At Creighton, Dean Obenauer, an accredited financial counselor who previously worked in financial aid, spearheads the university's Financial Literacy offering. Its footprint is small, he said, but “students are coming around.”
Since July 2010, Obenauer has been “branching out,” marketing the Financial Literacy program. He regularly gives presentations to groups or clubs and has focused on building a website with educational content.
Similar to UNL's center, Creighton students can make appointments with Obenauer to set up budgets or talk personal finance. But not many students have taken advantage of that, Obenauer said.
In the UNL program's first semester, Wirth, Emily Burr, a student and part-time program assistant, and Kathleen Prochaska-Cue, an accredited financial counselor, met with 60 students. Wirth hopes to have individual advising sessions with at least 20 students per month in the future.
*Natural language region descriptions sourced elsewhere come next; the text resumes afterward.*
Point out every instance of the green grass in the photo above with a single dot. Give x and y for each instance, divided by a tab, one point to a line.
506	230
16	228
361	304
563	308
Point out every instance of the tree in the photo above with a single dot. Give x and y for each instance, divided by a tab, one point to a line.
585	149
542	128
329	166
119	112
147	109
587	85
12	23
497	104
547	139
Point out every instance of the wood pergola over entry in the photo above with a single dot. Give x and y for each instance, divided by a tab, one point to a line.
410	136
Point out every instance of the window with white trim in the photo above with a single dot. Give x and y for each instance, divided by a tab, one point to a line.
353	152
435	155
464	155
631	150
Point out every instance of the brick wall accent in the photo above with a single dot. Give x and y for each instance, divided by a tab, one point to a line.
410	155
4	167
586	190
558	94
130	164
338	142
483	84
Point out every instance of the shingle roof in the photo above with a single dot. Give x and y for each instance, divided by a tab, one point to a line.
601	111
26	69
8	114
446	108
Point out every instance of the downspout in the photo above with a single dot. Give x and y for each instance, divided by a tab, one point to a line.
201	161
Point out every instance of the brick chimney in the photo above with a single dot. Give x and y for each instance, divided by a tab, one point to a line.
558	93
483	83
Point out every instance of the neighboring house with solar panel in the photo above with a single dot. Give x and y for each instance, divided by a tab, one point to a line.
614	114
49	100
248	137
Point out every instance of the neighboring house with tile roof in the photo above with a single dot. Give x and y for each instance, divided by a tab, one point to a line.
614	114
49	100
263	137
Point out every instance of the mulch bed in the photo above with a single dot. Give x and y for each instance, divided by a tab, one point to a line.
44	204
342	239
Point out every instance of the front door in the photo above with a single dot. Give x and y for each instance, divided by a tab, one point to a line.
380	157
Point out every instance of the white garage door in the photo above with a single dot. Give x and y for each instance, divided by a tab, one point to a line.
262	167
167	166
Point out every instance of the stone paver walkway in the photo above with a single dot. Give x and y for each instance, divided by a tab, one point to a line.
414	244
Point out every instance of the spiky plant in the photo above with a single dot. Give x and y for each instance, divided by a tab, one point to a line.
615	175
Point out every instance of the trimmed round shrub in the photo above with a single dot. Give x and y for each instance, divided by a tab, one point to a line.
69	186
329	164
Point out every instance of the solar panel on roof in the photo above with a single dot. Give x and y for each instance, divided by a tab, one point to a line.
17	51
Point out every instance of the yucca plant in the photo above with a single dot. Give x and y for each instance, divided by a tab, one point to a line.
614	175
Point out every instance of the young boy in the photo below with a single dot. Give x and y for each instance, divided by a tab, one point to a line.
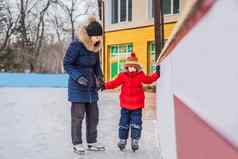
131	100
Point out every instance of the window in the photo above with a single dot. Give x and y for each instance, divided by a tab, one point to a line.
114	11
121	11
118	55
152	56
170	7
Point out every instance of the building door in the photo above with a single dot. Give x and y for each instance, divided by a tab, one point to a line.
118	55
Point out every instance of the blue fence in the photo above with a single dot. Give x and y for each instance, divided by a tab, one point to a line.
33	80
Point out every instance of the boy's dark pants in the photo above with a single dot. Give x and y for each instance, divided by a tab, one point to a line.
133	119
78	111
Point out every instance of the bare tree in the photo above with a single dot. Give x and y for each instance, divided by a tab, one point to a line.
73	12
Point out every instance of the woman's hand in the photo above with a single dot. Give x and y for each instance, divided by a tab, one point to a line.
83	81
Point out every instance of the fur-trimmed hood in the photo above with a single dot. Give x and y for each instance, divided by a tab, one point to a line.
86	39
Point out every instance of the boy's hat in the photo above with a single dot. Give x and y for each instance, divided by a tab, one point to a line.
132	60
94	28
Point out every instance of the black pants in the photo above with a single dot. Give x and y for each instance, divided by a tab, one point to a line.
78	111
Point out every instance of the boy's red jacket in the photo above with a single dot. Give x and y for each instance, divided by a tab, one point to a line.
132	92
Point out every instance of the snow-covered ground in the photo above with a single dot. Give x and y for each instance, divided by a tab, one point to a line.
35	124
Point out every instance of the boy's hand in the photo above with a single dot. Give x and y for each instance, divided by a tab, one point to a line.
158	69
83	81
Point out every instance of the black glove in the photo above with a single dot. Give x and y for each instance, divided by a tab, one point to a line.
158	69
101	83
83	81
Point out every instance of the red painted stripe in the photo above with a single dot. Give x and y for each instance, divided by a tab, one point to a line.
199	10
196	139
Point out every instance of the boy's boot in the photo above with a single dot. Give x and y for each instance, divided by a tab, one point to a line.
122	144
134	145
79	149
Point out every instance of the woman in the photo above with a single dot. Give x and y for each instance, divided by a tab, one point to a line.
82	64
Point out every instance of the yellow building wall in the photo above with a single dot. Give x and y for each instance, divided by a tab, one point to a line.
139	37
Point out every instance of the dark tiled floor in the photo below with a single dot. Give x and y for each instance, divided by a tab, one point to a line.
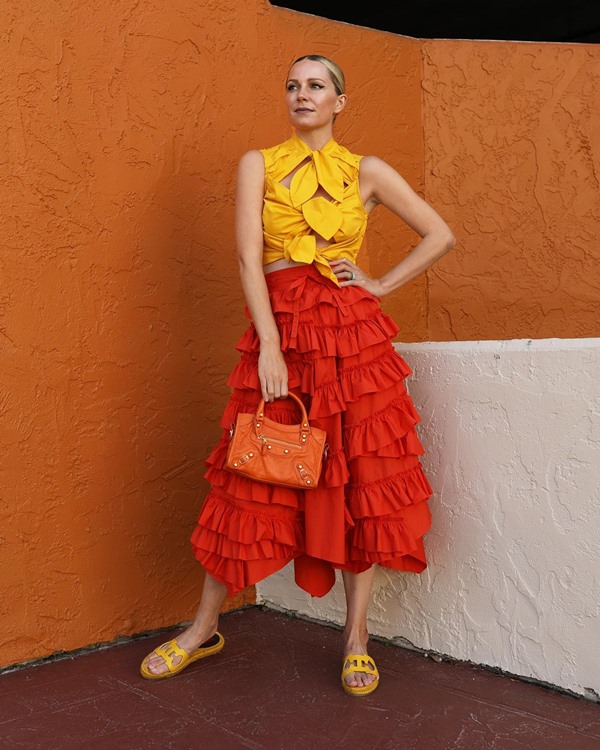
275	686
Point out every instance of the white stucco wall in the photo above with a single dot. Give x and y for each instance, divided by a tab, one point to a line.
512	437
That number could grow even higher if current trends continue. According to a survey from the University of California-Los Angeles, students that started college in 2010 were more stressed and had “major” financial concerns about financing their education. And 53 percent of the 201,818 respondents reported using loans to help finance their education, an increase from the previous year.
Grummert, the UNL senior, is certainly less stressed after her consultation at the Money Management Center.
Instead of trying to save up for her entire trip to London, she's going to do it in chunks. Reasonable goals.
First, her visa. Then airfare. And finally the rest of her travel expenses.
The double major in marketing and history said she's on the right path. She also found out those regular trips to Starbucks really add up after a while.
“The session was wonderfully helpful,” Grummert said. “I just needed some things in layman's terms.”